Re: Clang UndefinedBehaviorSanitize (Postgres14) Detected undefined-behavior

From
Peter Geoghegan
Date:
On Thu, Sep 3, 2020 at 7:53 PM Tom Lane <tgl@sss.pgh.pa.us> wrote:
> Hm.  I would not blame that on -fdelete-null-pointer-checks per se.
> Rather the problem is what we were touching on before: the dubious
> but standard-approved assumption that memcpy's arguments cannot be
> null.

Isn't it both, together? That is, it's the combination of that
assumption alongside -fdelete-null-pointer-checks's actual willingness
to propagate the assumption.

> I'd still leave -fdelete-null-pointer-checks
> enabled, because it can make valid and useful optimizations in
> other cases.

Is there any evidence that that's true? I wouldn't assume that the gcc
people exercised good judgement here.

-- 
Peter Geoghegan



Re: Clang UndefinedBehaviorSanitize (Postgres14) Detected undefined-behavior

From
Tom Lane
Date:
Peter Geoghegan <pg@bowt.ie> writes:
> On Thu, Sep 3, 2020 at 7:53 PM Tom Lane <tgl@sss.pgh.pa.us> wrote:
>> I'd still leave -fdelete-null-pointer-checks
>> enabled, because it can make valid and useful optimizations in
>> other cases.

> Is there any evidence that that's true?
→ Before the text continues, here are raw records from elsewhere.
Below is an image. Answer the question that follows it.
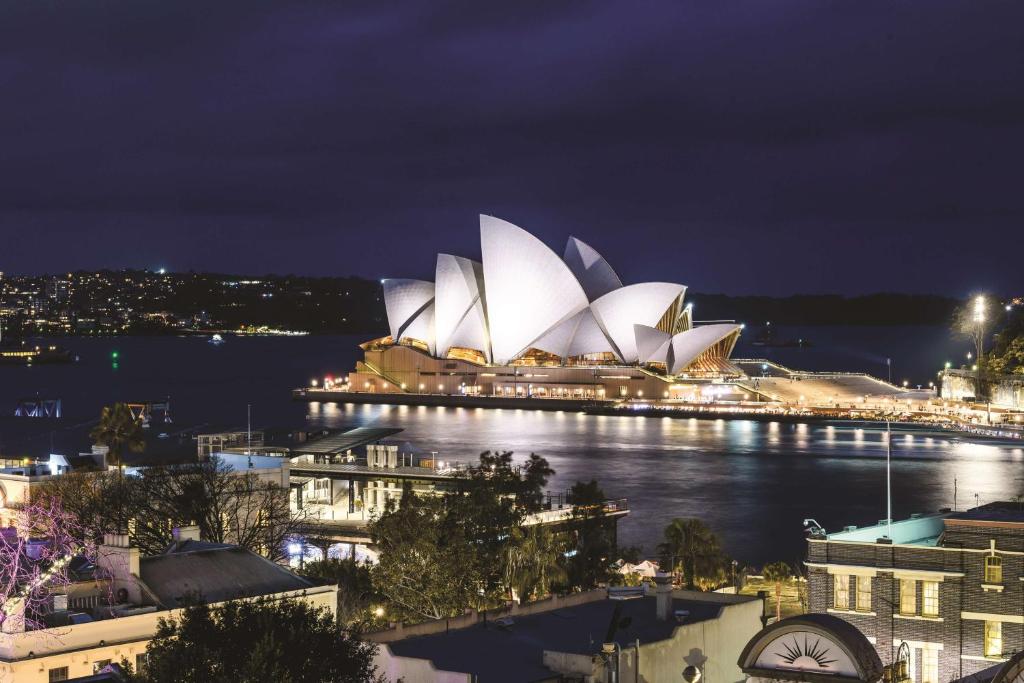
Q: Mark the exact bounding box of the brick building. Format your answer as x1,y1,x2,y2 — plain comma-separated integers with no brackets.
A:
807,503,1024,683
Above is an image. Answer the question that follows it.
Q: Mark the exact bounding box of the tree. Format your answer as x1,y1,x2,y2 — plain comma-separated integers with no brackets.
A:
658,517,724,591
502,524,567,602
444,451,554,603
301,557,380,625
0,501,88,633
764,562,793,622
124,599,381,683
370,483,482,621
32,471,138,543
135,457,304,561
566,479,615,590
33,458,305,560
89,403,145,472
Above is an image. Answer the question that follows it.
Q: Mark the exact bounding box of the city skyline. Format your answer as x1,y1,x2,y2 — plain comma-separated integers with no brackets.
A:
0,3,1024,297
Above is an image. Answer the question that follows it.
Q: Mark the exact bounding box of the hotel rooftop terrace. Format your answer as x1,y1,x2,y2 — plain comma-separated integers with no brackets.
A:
825,501,1024,546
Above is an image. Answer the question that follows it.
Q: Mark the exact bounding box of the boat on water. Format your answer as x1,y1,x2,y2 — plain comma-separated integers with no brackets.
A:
0,341,78,366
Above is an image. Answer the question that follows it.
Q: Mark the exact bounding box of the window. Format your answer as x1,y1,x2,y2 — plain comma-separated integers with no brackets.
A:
856,577,871,612
985,555,1002,584
921,647,939,683
921,581,939,616
985,622,1002,657
834,574,850,609
899,579,918,614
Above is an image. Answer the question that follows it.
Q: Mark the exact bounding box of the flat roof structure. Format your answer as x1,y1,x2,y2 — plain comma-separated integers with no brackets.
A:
387,593,758,682
291,427,402,456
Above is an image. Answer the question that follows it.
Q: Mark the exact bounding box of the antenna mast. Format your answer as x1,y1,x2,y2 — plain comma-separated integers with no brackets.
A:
886,420,893,541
I wouldn't assume that the gcc
> people exercised good judgement here.

I have not actually dug for examples, but the sort of situation where
I think it would help us is that macros or static inlines could contain
null tests that can be proven useless at particular call sites due to
surrounding code.

            regards, tom lane



Re: Clang UndefinedBehaviorSanitize (Postgres14) Detected undefined-behavior

From
Noah Misch
Date:
On Thu, Sep 03, 2020 at 10:53:37PM -0400, Tom Lane wrote:
> Noah Misch <noah@leadboat.com> writes:
> > We do assume dereferencing NULL would crash, but we also assume this
> > optimization doesn't happen:
> 
> > #ifndef REMOVE_MEMCPY
> >     memcpy(dest, src, n);
> > #endif
> >     if (src)
> >     pause();
> 
> > [ gcc believes the if-test is unnecessary ]
> 
> > So yes, it would be reasonable to adopt -fno-delete-null-pointer-checks and/or
> > remove -fno-sanitize=nonnull-attribute from buildfarm member thorntail.

> If there actually are places where this is a problem, I think we
> need to fix it by doing
> 
>     if (n > 0)
>         memcpy(dest, src, n);
> 
> so that the compiler can no longer assume that src!=NULL even
> when n is zero.  I'd still leave -fdelete-null-pointer-checks
> enabled, because it can make valid and useful optimizations in
> other cases.  (Besides that, it's far from clear that disabling
> that flag would suppress all bad consequences of the assumption
> that memcpy's arguments aren't null.)

Your proposal is what I had in mind when I wrote "remove
-fno-sanitize=nonnull-attribute from buildfarm member thorntail", and I agree
it's attractive.  In particular, gcc is not likely to be the last compiler to
attempt such an optimization, and other compilers may not offer
-fno-delete-null-pointer-checks or equivalent.

One might argue for -fno-delete-null-pointer-checks in addition, because it
would defend against cases that sanitizers miss.  I tend to think that's
overkill, but maybe not.  I suppose one could do an audit, diffing the
generated code with and without the option.